Mary, Lady Impey (2 March 1749 – 20 February 1818) was an English natural historian and patron of the arts in Bengal. The wife of Sir Elijah Impey, the Chief Justice of Bengal, she established a menagerie in Calcutta and commissioned Indian artists to paint the various creatures.

Biography

Born Mary Reade in Oxfordshire, she was the eldest of the three children of Sir John Reade, 5th Baronet, of Shipton Court, and his wife Harriet. On 18 January 1768, at Hammersmith parish church (Fulham North Side) then just outside London, she married a thirty-six-year-old barrister, Elijah Impey, and over the next five years bore him four children. In 1773, Elijah Impey was made chief justice of Fort William in Bengal and the couple moved to India, leaving the children with their father's brother in Hammersmith.
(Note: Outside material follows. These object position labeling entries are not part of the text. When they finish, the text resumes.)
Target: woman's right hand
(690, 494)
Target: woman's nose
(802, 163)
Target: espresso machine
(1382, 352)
In 1775, having settled in Fort William, Impey started a collection of native birds and animals on the extensive gardens of the estate, which had formerly been that of Henry Vansittart, governor of Bengal from 1760 to 1764.

Paintings

Beginning in 1777, Impey and her husband hired local artists to paint birds, animals and native plants, life-sized where possible, and in natural surrounds.  The collection, often known as the Impey Album, is an important example of Company style painting. She also kept extensive notes about habitat and behaviour which were of use to later biologists.  The three artists who are known were Sheikh Zain al-Din, Bhavani Das, and Ram Das. More than half of the over 300 paintings made were of birds. The collection was dispersed in an auction in 1810.

Family

Between 1775 and 1783, Impey bore four more children, three of whom survived to return with them to England when her husband was impeached.  She bore one more child back in England. Her husband died in 1809 and she died in 1818 at Newick Park, near Lewes, East Sussex, and both were buried in a family vault at St Paul's, Hammersmith, London. They are commemorated in the church with a wall monument by Peter Rouw.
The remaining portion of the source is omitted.